During my week in Roma, I read David Bellhouse’s book on Abraham De Moivre (at night and in the local transportations and even in Via del Corso waiting for my daughter!)… This is a very scholarly piece of work, with many references to original documents, and it may not completely appeal to the general audience: The Baroque Cycle by Neal Stephenson is covering the same period and the rise of the “scientific man” (or Natural Philosopher) in a much more novelised manner, while centering on Newton as its main character and on the earlier Newton-Leibniz dispute, rather than the later Newton-(De Moivre)-Bernoulli dispute. (De Moivre does not appear in the books, at least under his name.)
Bellhouse’s book should however fascinate most academics in that, beside going with the uttermost detail into De Moivre’s contributions to probability, it uncovers the way (mathematical) research was done in the 17th and 18th century England: De Moivre never got an academic position (although he applied for several ones, incl. in Cambridge), in part because he was an emigrated French huguenot (after the revocation of the Édit de Nantes by Louis XIV), and he got a living by tutoring gentry and aristocracy sons in mathematics and accounting.
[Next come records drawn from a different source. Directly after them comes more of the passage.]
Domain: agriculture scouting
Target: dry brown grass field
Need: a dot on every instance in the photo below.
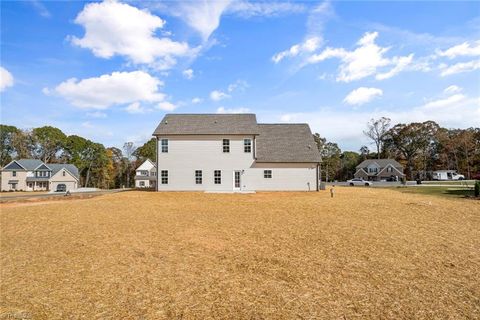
(367, 253)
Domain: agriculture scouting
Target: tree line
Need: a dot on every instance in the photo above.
(421, 147)
(98, 166)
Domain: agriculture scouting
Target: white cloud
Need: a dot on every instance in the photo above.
(113, 28)
(400, 63)
(232, 110)
(366, 60)
(442, 103)
(197, 100)
(239, 85)
(250, 9)
(111, 89)
(6, 79)
(188, 73)
(459, 67)
(203, 16)
(313, 39)
(362, 95)
(345, 127)
(135, 108)
(307, 46)
(464, 49)
(166, 106)
(217, 95)
(97, 114)
(452, 89)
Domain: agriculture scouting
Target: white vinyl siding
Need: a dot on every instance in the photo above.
(267, 174)
(226, 145)
(198, 177)
(188, 154)
(164, 145)
(247, 145)
(217, 177)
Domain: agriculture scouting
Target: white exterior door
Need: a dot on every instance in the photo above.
(237, 180)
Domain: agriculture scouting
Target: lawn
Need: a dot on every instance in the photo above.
(367, 253)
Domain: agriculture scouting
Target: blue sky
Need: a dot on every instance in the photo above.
(110, 70)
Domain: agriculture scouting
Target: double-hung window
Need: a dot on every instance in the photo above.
(164, 143)
(164, 175)
(226, 145)
(247, 145)
(198, 177)
(217, 177)
(267, 174)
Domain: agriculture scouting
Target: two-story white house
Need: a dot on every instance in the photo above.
(233, 153)
(146, 175)
(35, 175)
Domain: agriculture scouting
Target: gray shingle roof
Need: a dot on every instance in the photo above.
(59, 166)
(381, 162)
(286, 143)
(184, 124)
(29, 164)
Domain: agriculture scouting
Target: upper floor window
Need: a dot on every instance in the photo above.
(164, 175)
(267, 174)
(217, 177)
(247, 145)
(226, 145)
(164, 143)
(198, 177)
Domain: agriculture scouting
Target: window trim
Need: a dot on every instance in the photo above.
(198, 177)
(226, 145)
(247, 145)
(164, 145)
(164, 176)
(267, 174)
(217, 174)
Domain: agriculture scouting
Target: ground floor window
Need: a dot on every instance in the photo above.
(217, 177)
(164, 175)
(198, 176)
(267, 174)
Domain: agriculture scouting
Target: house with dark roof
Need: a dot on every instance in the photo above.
(379, 169)
(35, 175)
(234, 153)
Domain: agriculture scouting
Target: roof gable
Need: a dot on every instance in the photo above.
(56, 167)
(29, 164)
(286, 143)
(43, 167)
(187, 124)
(14, 165)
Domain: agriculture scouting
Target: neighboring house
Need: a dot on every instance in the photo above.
(379, 169)
(146, 175)
(232, 152)
(35, 175)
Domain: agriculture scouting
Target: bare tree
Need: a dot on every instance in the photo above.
(129, 149)
(376, 131)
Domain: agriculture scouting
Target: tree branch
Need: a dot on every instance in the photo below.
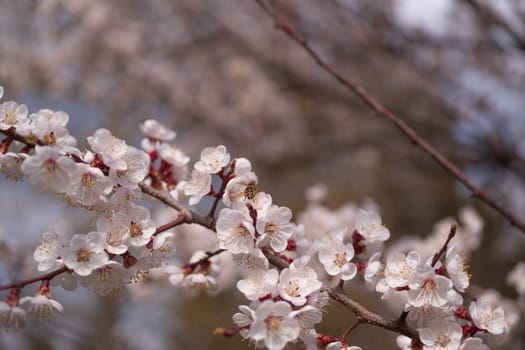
(362, 313)
(190, 216)
(387, 114)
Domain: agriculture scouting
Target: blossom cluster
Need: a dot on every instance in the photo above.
(287, 268)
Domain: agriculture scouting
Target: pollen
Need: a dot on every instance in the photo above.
(250, 191)
(135, 230)
(443, 340)
(271, 228)
(340, 259)
(428, 285)
(273, 322)
(83, 255)
(242, 231)
(89, 179)
(292, 289)
(50, 164)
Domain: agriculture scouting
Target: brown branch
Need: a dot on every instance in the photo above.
(190, 216)
(46, 277)
(181, 219)
(362, 313)
(387, 114)
(444, 248)
(350, 328)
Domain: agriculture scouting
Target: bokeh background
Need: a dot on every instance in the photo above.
(218, 72)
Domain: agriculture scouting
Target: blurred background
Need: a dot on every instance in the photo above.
(218, 72)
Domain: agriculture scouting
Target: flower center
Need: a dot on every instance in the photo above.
(50, 165)
(241, 231)
(88, 179)
(135, 229)
(293, 288)
(428, 285)
(250, 191)
(340, 259)
(273, 322)
(50, 139)
(271, 228)
(443, 340)
(83, 255)
(10, 118)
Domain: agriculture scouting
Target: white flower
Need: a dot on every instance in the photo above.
(57, 118)
(115, 232)
(242, 187)
(298, 282)
(141, 225)
(428, 288)
(368, 225)
(374, 270)
(198, 186)
(441, 336)
(12, 115)
(426, 315)
(259, 283)
(399, 268)
(88, 184)
(473, 344)
(42, 308)
(252, 261)
(516, 278)
(457, 270)
(213, 159)
(85, 253)
(274, 324)
(235, 231)
(11, 165)
(47, 252)
(67, 280)
(111, 148)
(200, 282)
(50, 127)
(404, 342)
(335, 257)
(173, 155)
(339, 346)
(163, 249)
(275, 227)
(49, 169)
(137, 167)
(157, 131)
(12, 316)
(106, 279)
(308, 316)
(243, 320)
(486, 318)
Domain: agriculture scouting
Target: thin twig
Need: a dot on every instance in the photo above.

He also was a consultant on annuities. His interactions with other mathematicians of the time was done through coffee-houses, the newly founded Royal Society, and letters. De Moivre published most of his work in the Philosophical Transactions and in self-edited books that he financed by subscriptions. (As a Frenchman, I personally[and so did Jacob Bernoulli!] found puzzling the fact that De Moivre never wrote anything in french but assimilated very quickly into English society.)
Another fascinating aspect of the book is the way English (incl. De Moivre) and Continental mathematicians fought and bickered on the priority of discoveries. Because their papers were rarely and slowly published, and even more slowly distributed throughout Western Europe, they had to rely on private letters for those priority claims. De Moivre’s main achievement is his book, The Doctrine of Chances, which contains among clever binomial derivations on various chance games an occurrence of the central limit theorem for binomial experiments. And the use of generating functions. De Moivre had a suprisingly long life since he died at 87 in London, still giving private lessons as old as 72. Besides being seen as a leading English mathematician, he eventually got recognised by the French Académie Royale des Sciences, if as a foreign member, a few months prior to his death (as well as by the Berlin Academy of Sciences). There is also a small section in the book on the connections between De Moivre and Thomas Bayes (pp. 200-203), although very little is known of their personal interactions. Bayes was close to one of De Moivre’s former students, Phillip Stanhope, and he worked on several of De Moivre’s papers to get entry to the Royal Society. Some open question is whether or not Bayes was ever tutored by De Moivre, although there is no material proof he did. The book also mentions Bayes’ theorem in connection with an comment on The Doctrine of Chances by Hartley (p.191), as if De Moivre had an hand in it or at least a knowledge of it, but this seems unlikely…
In conclusion, this is a highly pleasant and easily readable book on the career of a major mathematician and of one of the founding fathers of probability theory. David Bellhouse is to be congratulated on the scholarship exhibited by this book and on the painstaking pursuit of all historical documents related with De Moivre’s life.